Ela afeta empregos, muda relações de trabalho e altera a forma como as pessoas se relacionam com o sistema financeiro. No caso do Itaú, o contraste entre lucros bilionários e cortes de pessoal se tornou o símbolo de uma nova era: a dos bancos enxutos, tecnológicos — e cada vez mais distantes.
Os novos “bancos invisíveis”
Para especialistas, o fechamento de agências físicas representa um fenômeno global. O professor Henrique de Vasconcelos, economista da Universidade Federal da Bahia (UFBA), explica que os bancos caminham para se tornarem “instituições invisíveis”.
“Hoje, o cliente praticamente não vê o banco. Ele usa o aplicativo, o chat, o Pix. O atendimento humano está desaparecendo. Isso reduz custos, mas também desumaniza as relações financeiras”, comenta.
Segundo ele, o desafio está em equilibrar eficiência tecnológica com inclusão social. “O Brasil ainda é um país desigual. O sistema financeiro não pode se afastar da população que mais precisa dele.”
E os clientes da Tancredo Neves?
Com o fechamento da unidade, os clientes da agência Tancredo Neves serão transferidos para a agência Iguatemi (0935), também em Salvador.
O Itaú informou que o processo ocorrerá automaticamente, sem necessidade de abertura de novas contas ou atualização de cadastros. Mas muitos correntistas demonstram resistência à mudança.
“Tenho conta aqui desde 1994. Conheço os gerentes pelo nome. O banco diz que é tudo mais fácil pelo aplicativo, mas nem sempre é. Às vezes, eu só quero conversar com alguém”, lamenta o empresário José Raimundo, 62 anos, cliente há três décadas.
Lucro alto, confiança em baixa
Embora os números do Itaú mostrem crescimento, a imagem pública da instituição passa por um desgaste. O contraste entre lucros recordes e demissões massivas levanta questionamentos sobre a responsabilidade social das grandes corporações.

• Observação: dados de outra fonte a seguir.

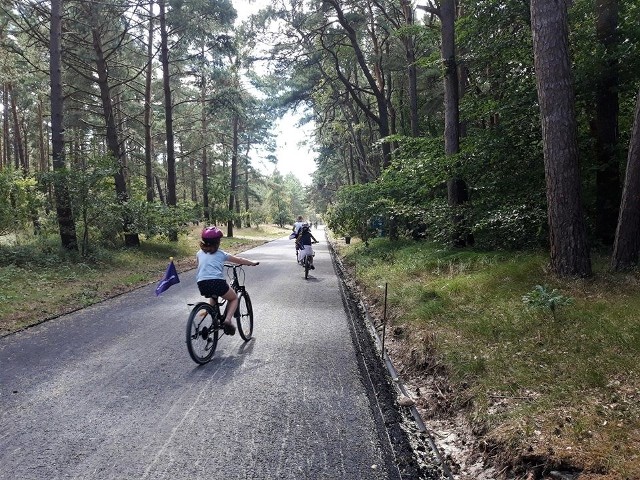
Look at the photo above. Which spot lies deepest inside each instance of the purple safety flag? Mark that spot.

De um lado, o banco comemora inovação e eficiência. Do outro, funcionários e clientes enfrentam a realidade prática da digitalização, que nem sempre é tão “moderna” para quem depende do atendimento humano.
O episódio da Tancredo Neves, portanto, vai além de um simples fechamento de agência: ele simboliza a tensão entre o avanço tecnológico e o valor das relações humanas, um debate que promete se intensificar nos próximos anos.